Cada casa albergaba un pequeño hidalgo o rentista que disfrutaba serenamente de
la vida, bailando de joven y paseando de viejo. Los que había en la villa eran
tan graves personajes que, algunos, gastaban sombrero de copa alta. Se les trataba
con respetuosa consideración, se contaba con ellos para los festejos y algunos
tenían tiempo para consagrarse a la música y alcanzar señalados triunfos”.
El escritor hacía esta reflexión, refiriéndose a las
Fiestas de San Agustín, cuando Avilés apenas llegaba a los nueve mil habitantes
y, según él, todo se efectuaba con una discreción y una gravedad diplomática.
Lo cuenta en “La Novela de un novelista”, una obra autobiográfica en la que
relata sus vivencias de juventud y habla de antepasado mío, del ebanista Mariño,
que vivía en la calle de La Herrería y junto con su amigo Manolo, que tenía una
barbería en los arcos de la plaza, resolvieron poner en escena nada menos que Lucía
di Lammermoor del maestro Donizetti.
Apuntaba Palacio
Valdés que no creía que ningún otro pueblo en España hubiera intentado,
siquiera, poner en escena una ópera. Y, para redondear sus alabanzas, en cuanto
a la participación de los vecinos en las fiestas de San Agustín, se preguntaba
si una villa capaz de llevar a feliz término tales empresas no merecía ser
conocida en el mundo de otro modo que por sus jamones.
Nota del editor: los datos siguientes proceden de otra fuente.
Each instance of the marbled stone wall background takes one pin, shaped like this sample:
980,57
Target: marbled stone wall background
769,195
Como entenderá cualquier mente razonable, Palacio Valdés
exageraba. La pluma de aquel joven burgués, hijo de un abogado y banquero,
quizá se dejó llevar por su situación particular y repartió alabanzas como
quien reparte caramelos. Aquello de que Avilés vivía una dulce ociosidad que
permitía consagrarse a los placeres del espíritu no debía ir más allá de cuatro
señoritos y pare de contar. Lo que si creo, y no porque un pariente mío estuviera
de por medio, es que, entonces, había más gente dispuesta a participar, de
forma altruista, en los festejos de la villa. Cosa que hace tiempo no sucede e
invita a la reflexión de si el Ayuntamiento debe correr con todo, con los
gastos y la organización de unos festejos
que los vecinos disfrutan como espectadores.
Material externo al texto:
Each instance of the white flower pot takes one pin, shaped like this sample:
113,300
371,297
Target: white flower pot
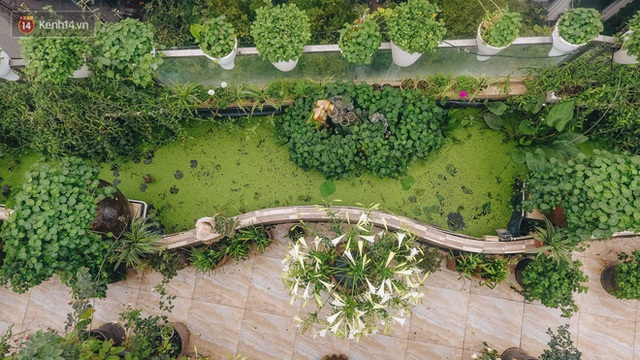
286,65
560,45
486,49
5,70
403,58
227,62
622,56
Desconozco si el Ayuntamiento pide colaboración o si
estaría dispuesto a ceder en lo que
algunos entienden de competencia municipal exclusiva, pero no me resisto a
comentar que el desapego que achacamos a los políticos también deberíamos
aplicarlo a nosotros mismos, a esa comodidad de esperar que todo nos lo den
resuelto, y a eso de que nadie haga nada si no hay dinero de por medio.
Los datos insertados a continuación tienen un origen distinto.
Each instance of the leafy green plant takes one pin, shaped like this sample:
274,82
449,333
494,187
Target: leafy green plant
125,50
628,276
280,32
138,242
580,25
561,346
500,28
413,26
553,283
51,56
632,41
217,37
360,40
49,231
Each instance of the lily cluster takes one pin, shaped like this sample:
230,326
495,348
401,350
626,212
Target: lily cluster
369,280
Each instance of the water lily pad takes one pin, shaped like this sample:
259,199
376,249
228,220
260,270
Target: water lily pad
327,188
Cierto que todavía quedan algunos héroes. Aún queda gente
en los pueblos que trabaja con entusiasmo para conseguir que las fiestas sean
un éxito. Pero Avilés no es un pueblo y la juventud, en general, no parece
estar por la labor de colaborar en los festejos. En cualquier caso, como a la
fuerza obligan, quizá la penuria de las arcas municipales sirva como revulsivo
y acabe corrigiendo ese desapego que se reparten a medias el Ayuntamiento y los
vecinos. San Agustín, gastando poco y a gusto de todos, es el objetivo.